O Imperativo da Autenticidade e o Valor Incomensurável da Pessoa. Meditação Filosófica/Teológica de Lucas 12,1-7
O Evangelho de Lucas 12,1-7 é um compêndio de ensinamentos morais e teológicos cruciais de Jesus, proferidos a seus discípulos em meio a uma grande multidão. A perícope estabelece uma clara hierarquia de valores e medos, centrada na autenticidade da fé e na dignidade da pessoa humana. O texto nos convida a confrontar aquilo que nos corrompe, aquilo que tememos e, finalmente, a reconhecer nosso inestimável valor à luz da Providência Divina.
Jesus inicia com uma advertência direta: "Tomai cuidado com o fermento dos fariseus, que é a hipocrisia." O fermento simboliza uma influência sutil, mas pervasiva. A hipocrisia é a arte da representação, a má-fé filosófica que corrompe a totalidade da vida moral. Não é apenas mentir, mas viver a mentira, estabelecendo uma dualidade entre a fachada pública (religiosa ou moral) e a intenção privada.
A hipocrisia é insustentável: "Não há nada de escondido, que não venha a ser revelado". Esta é uma afirmação de Justiça Metafísica. A verdade, (aletheia) o não-oculto é a essência do Ser. Deus, como a Verdade absoluta, garante que todo ato, público ou secreto, será manifestado, seja na coerência da vida presente ou no Juízo Final. Este princípio obriga o discípulo a um imperativo de coerência.

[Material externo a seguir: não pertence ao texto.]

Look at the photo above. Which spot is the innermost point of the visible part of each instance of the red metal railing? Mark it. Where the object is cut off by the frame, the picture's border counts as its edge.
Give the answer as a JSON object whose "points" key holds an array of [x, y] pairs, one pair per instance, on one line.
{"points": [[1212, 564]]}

Um chamado ao destemor diante das ameaças temporais, e à elevação do objeto de nosso temor diante do Poder Humano: "Não tenhais medo daqueles que matam o corpo, não podendo fazer mais do que isto." O poder humano é limitado. A maior violência que o homem pode infligir é a morte física, um mal temporal. Esta exortação encontra eco na Ética Estoica e no Existencialismo, que afirmam a liberdade interior inalienável do indivíduo perante as contingências externas. O corpo é um bem, mas não o bem supremo.
O Verdadeiro Temor: "Temei aquele que, depois de tirar a vida, tem o poder de lançar-vos no inferno." O temor de Deus não é terror, mas o Temor Filial, o profundo respeito pela Santidade e Soberania de Deus. Ele é o receio de ofender Aquele que é o Bem Supremo, perdendo assim a vida eterna, que é a união com Ele. Esta passagem estabelece a prioridade da alma sobre o corpo e a supremacia dos bens eternos sobre os temporais.

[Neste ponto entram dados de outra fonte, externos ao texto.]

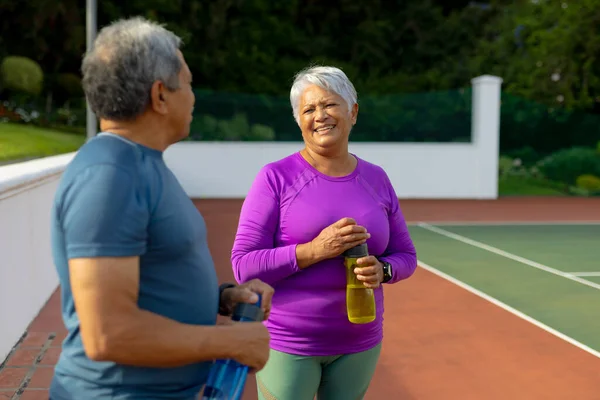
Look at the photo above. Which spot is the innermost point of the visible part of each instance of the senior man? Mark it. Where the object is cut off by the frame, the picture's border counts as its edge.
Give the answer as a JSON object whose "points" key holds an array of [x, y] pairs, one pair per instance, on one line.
{"points": [[140, 295]]}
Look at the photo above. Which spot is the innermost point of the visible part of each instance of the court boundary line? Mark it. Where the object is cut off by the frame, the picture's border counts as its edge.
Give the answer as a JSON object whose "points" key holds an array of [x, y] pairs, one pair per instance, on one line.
{"points": [[508, 255], [510, 309], [506, 223]]}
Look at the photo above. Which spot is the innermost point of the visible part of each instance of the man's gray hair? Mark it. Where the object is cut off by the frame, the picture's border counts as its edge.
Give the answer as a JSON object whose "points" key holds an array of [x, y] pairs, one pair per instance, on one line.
{"points": [[127, 58], [329, 78]]}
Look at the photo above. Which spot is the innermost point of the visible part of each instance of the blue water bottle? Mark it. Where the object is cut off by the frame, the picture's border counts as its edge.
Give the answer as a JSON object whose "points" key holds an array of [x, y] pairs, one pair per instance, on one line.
{"points": [[227, 378]]}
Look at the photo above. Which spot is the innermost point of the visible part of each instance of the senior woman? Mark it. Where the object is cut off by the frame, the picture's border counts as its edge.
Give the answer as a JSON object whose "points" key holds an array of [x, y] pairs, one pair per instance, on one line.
{"points": [[301, 213]]}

O clímax do texto é o consolo, que paradoxalmente fundamenta o destemor no valor intrínseco da pessoa. Jesus usa a imagem do pardal, a criatura de menor valor econômico, para ilustrar a onisciência e o cuidado de Deus: "nenhum deles é esquecido por Deus." O cuidado divino é universal e minucioso ("Até mesmo os cabelos de vossa cabeça estão todos contados"). Esta é a base da Doutrina da Providência. Deus não é o Deus absconditus (escondido), mas o Deus revelatus (revelado) que age no mundo.
A conclusão é inegociável: "Vós valeis mais do que muitos pardais." Na Antropologia cristã, esta valia é dada por sermos criados à imagem e semelhança de Deus e, mais ainda, por termos sido resgatados por Cristo. A pessoa humana possui dignidade, um valor intrínseco e incondicional, distinto de qualquer preço que o mundo possa lhe atribuir. Essa dignidade é o fundamento de todo o Personalismo e da ética cristã: se Deus Se importa com o pardal e valoriza o homem infinitamente, o discípulo deve se sentir seguro e livre para viver a verdade, pois sua vida e seu destino estão sob o amparo do Amor que tudo sustenta.
Lucas 12,1-7 é, portanto, um manifesto pela liberdade radical. É a liberdade de agir com autenticidade (livres da hipocrisia) e a liberdade de não temer (livres do medo das ameaças humanas), enraizada na certeza inabalável de que somos amados e guardados por uma Providência que conhece o número exato de nossos cabelos. O temor devido é apenas o temor filial de perder esse Amor, a única e verdadeira tragédia.